Por Matheus Rodrigues, G1 Rio
Um soldado do 27º Batalhão de Infantaria Paraquedista decidiu não seguir em frente na carreira militar após sofrer torturas dentro das dependências do Exército. O caso, divulgado pelo colunista Ancelmo Gois, do jornal O Globo, aconteceu em maio de 2016, mas uma ação judicial, aberta pelo advogado da vítima, ainda tramita na Justiça Federal.
Na época, um grupo de cabos convocou o calouro para passar por um trote. Ele foi levado para o alojamento de seus superiores onde diz ter sido imobilizado, derrubado e, em seguida, agredido. Os momentos de terror foram relatados pelo soldado e, segundo ele, eram diários.

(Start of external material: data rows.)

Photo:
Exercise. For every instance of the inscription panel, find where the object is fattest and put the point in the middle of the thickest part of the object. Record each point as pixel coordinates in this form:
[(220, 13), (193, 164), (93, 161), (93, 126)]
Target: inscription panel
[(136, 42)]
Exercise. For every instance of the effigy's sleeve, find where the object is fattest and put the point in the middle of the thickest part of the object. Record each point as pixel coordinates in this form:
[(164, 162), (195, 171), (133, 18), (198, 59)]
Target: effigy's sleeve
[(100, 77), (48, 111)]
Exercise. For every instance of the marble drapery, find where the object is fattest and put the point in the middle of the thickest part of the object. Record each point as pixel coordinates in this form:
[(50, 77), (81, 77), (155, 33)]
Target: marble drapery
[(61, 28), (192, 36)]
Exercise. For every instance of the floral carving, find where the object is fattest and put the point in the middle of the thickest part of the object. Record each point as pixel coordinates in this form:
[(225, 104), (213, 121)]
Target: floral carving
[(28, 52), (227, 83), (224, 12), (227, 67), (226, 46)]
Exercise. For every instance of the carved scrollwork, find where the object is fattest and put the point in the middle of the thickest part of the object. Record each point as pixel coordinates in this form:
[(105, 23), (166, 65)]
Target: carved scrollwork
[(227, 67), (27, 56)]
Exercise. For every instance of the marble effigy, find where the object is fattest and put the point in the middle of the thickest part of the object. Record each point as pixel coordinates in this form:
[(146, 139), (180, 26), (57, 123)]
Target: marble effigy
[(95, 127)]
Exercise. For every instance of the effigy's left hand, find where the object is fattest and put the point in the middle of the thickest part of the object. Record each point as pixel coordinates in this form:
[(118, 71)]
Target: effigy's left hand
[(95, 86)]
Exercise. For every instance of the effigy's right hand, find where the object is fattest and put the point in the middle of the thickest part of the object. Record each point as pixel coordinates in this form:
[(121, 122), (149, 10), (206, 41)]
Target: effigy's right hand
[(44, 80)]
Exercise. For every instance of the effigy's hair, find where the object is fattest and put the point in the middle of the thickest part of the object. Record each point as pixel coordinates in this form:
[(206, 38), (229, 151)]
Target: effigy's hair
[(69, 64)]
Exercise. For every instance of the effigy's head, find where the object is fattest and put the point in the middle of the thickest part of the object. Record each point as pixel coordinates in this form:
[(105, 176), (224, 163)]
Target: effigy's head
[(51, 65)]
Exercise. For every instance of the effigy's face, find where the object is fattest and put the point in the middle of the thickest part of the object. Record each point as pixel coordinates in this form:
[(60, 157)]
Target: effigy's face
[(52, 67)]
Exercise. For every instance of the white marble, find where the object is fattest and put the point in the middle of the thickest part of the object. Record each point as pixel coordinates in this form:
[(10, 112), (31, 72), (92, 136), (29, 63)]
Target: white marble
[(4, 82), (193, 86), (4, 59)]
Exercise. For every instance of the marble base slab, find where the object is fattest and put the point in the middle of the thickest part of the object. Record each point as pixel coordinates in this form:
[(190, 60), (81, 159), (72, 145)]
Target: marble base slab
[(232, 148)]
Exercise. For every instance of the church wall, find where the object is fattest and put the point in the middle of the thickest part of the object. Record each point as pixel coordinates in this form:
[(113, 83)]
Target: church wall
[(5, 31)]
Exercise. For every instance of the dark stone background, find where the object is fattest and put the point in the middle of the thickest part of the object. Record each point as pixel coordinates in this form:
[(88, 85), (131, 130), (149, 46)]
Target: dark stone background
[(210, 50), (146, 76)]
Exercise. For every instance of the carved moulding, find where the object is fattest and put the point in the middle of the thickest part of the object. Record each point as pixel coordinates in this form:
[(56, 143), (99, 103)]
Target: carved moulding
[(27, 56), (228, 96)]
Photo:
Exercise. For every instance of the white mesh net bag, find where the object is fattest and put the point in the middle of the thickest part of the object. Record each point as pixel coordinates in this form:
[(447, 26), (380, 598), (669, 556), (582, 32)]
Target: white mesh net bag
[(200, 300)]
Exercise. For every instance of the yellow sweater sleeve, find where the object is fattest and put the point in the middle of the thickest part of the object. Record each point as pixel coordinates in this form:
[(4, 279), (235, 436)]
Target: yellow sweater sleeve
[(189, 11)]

“Teve um dia que eu tentei fugir do trote e me levaram para o alojamento deles. Chegando lá tinha cerca de 15 a 18 cabos. Me amarraram, fecharam as janelas e portas, e quando eu caí no chão começaram as agressões. Eu gritei muito, mas não foi motivo para eles pararem. Eu fui agredido na frente de outro soldado e ele desmaiou (…) Isso já é conhecido por lá. Eles pegam os soldados aos poucos. Todos que se formam sofrem esse trote. Os que se formaram comigo também passaram por isso”, disse a vítima das agressões.
O advogado do soldado, Marcelo Figueira, afirmou ao G1 que os agressores usaram pedaços de madeira, fios cortados e cordas. Os golpes e a tortura resultaram em uma cirurgia onde o soldado teve que retirar um dos testículos.
Após ser submetido ao procedimento cirúrgico, o soldado recebeu alta médica. Ele disse que foi obrigado a voltar a prestar seus serviços. A experiência de reencontrar os agressores no Exército causou uma instabilidade psicológica no soldado. Na época, a vítima chegou a ser perseguida e ameaçada pelos superiores.
“Depois que eu recebi alta da cirurgia, eu tive que voltar para lá, eu convivi com os agressores diariamente. Eu sofri pressão psicológica. Eles me perseguiam, ameaçavam. Foi quando eu comecei a ter acompanhamento psiquiátrico. O meu psiquiatra pediu para que eu fosse afastado. Comecei a tomar medicamento controlado (…) Desde a agressão, eles falavam que eu não podia falar com ninguém, falavam que caso alguém visse era pra falar que fui assaltado, falava para usar a farda no corpo inteiro para tampar as marcas”, contou o soldado.
Oito indiciados e licenciados
O Comando Militar do Leste (CML) informou que oito envolvidos no caso foram indiciados em um Inquérito Policial Militar, que foi aberto para apurar as agressões. Além disso, estes oito militares foram licenciados em 28 de fevereiro de 2017. Já o soldado que foi espancado passa por atendimentos médico e psicológico.
Apesar do posicionamento, a vítima das agressões informou que fez denúncia contra 18 cabos que estiveram presentes no trote. No entanto, o Exército só acatou contra oito deles.
“Eu denunciei 18 cabos e eles aceitaram apenas a denúncia contra oito. Não afastaram todos, ainda tem agressores lá no batalhão. Atualmente, eu tenho medo de voltar para lá. Eu não consigo voltar para lá, não consigo entrar em contato com eles”, disse a vítima.
Medidas judiciais
O advogado do soldado, Marcelo Figueira, contou que a vítima teve coragem de enfrentar a situação e, após procurar o escritório, decidiu entrar com uma ação indenizatória contra a União.
“Ele teve a coragem de enfrentar essa situação. Entramos com uma ação indenizatória para reparação dos danos físicos, psicológicos e morais contra a União, através da 27ª Vara. Estamos aguardando a resposta do Exército no processo. Eles foram intimados e estamos aguardando a defesa deles”, disse o advogado.
Ao comentar a decisão do soldado, que prefere não ser identificado, o CML informou que “ao ajuizar ação indenizatória contra a União, o Soldado D. P. V. exerce um direito de cidadão, que será tratado pela Justiça Federal”.
Por fim, o Comando Militar do Leste afirmou que o “Exército Brasileiro rechaça veementemente a prática de maus-tratos ou de qualquer ato que viole direitos fundamentais dos militares em treinamento e cursos de formação”. Além disso, quando alguma irregularidade ou ilegalidade é identificada, o Exército “adota as medidas cabíveis, seja na esfera disciplinar ou administrativa, instaurando procedimento adequado para investigar e punir com rigor os responsáveis”.
O G1 entrou ainda em contato com o Ministério Público Federal (MPF), que apura outros casos de violência dentro de dependências militares. A Procuradoria da República no Rio informou que cinco procedimentos estão em andamento atualmente no MPF, na área de tutela coletiva por maus-tratos em instalações militares.